NEW YORK (Reuters) - The fraud case against Texas billionaire Allen Stanford may raise new questions about the aggressiveness of U.S. securities regulators, who according to an earlier lawsuit had begun examining the financier’s sales practices in 2007 or earlier.
A complaint filed last year against Stanford’s firm by two former employees contended they were aware of a U.S. Securities and Exchange Commission inquiry into the firm’s sales practices while they worked there.
The employees, Mark Tidwell and Charles Rawl, said in their Texas state court lawsuit that they left rather than participate in unlawful business practices.

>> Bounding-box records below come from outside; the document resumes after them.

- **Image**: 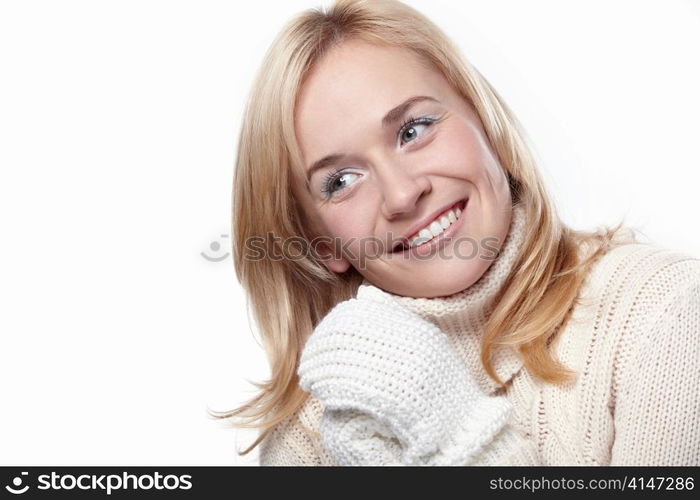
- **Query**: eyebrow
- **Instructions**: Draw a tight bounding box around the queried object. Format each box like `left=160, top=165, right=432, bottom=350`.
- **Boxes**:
left=306, top=95, right=440, bottom=184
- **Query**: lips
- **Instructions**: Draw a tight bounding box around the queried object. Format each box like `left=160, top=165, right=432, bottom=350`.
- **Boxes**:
left=390, top=198, right=468, bottom=253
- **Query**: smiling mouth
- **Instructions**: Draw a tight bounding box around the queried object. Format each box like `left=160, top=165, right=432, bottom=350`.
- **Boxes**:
left=390, top=198, right=469, bottom=253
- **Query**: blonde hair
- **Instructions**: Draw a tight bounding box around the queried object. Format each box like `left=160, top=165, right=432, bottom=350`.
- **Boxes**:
left=210, top=0, right=633, bottom=454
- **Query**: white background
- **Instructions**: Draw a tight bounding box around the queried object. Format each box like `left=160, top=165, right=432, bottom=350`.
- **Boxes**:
left=0, top=0, right=700, bottom=465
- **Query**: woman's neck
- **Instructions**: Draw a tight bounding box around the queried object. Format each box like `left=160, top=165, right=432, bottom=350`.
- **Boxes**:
left=357, top=204, right=526, bottom=391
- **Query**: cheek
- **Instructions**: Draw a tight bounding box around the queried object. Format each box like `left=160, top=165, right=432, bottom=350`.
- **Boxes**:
left=322, top=200, right=376, bottom=246
left=434, top=123, right=499, bottom=183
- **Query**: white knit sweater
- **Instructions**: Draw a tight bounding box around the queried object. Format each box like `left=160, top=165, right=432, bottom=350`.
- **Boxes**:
left=260, top=203, right=700, bottom=465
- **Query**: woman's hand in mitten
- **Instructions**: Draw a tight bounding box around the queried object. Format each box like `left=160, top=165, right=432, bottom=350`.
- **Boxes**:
left=298, top=292, right=511, bottom=465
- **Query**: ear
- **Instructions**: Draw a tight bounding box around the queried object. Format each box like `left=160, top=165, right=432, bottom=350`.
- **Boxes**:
left=316, top=241, right=350, bottom=274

They departed in late 2007.
They said the SEC was looking at the marketing of certificates of deposits and that the Stanford firm had purged files and destroyed documents “with knowledge of an ongoing SEC inquiry.”
These high-yielding CDs were at the heart of the SEC’s fraud case on Tuesday, when regulators accused Allen Stanford and three companies he runs of operating a worldwide fraud of “shocking magnitude” involving $8 billion in securities that were allegedly falsely marketed to customers.
The SEC is already under scrutiny for its handling of the Bernard Madoff fraud case — facing criticism that it failed to follow up tips and complaints about the accused swindler for years — and will also likely face questions about how aggressive it was in examining Stanford, legal experts said.
“The question is going to be raised, ‘Has the SEC been asleep at the switch?’” said Peter Henning, a professor at Wayne State University Law School in Michigan who focuses on white-collar crime and securities law.
But, he said, it may be too easy to blame the commission for possible inaction when many investors were only too happy to accept the higher-than-average returns that Stanford Financial Group was offering and did not lodge any complaints with authorities.
“If nobody was complaining, there may have been no indications of a fraud,” Henning said.
The SEC’s civil lawsuit, filed in federal court in Texas, was brought against Antiguan-based Stanford International Bank, the Stanford Group Company broker-dealer in Houston and investment adviser Stanford Capital Management, as well as several individual executives.
The SEC has not commented on the case beyond its court papers.
Investor lawyers say they want more answers about Stanford and how aggressively authorities had probed the firm.
Jacob Zamansky, an investor lawyer in New York, said he is conducting his own investigation on behalf of customers. He said the SEC “may be coming once again too late to prevent harm to investors” who are panicking and want their money back.
“They are going to have to answer why they didn’t do something sooner,” he said of the commission. “It looks like this was another situation where the returns were too good to be true, and if that’s the case, it usually is.”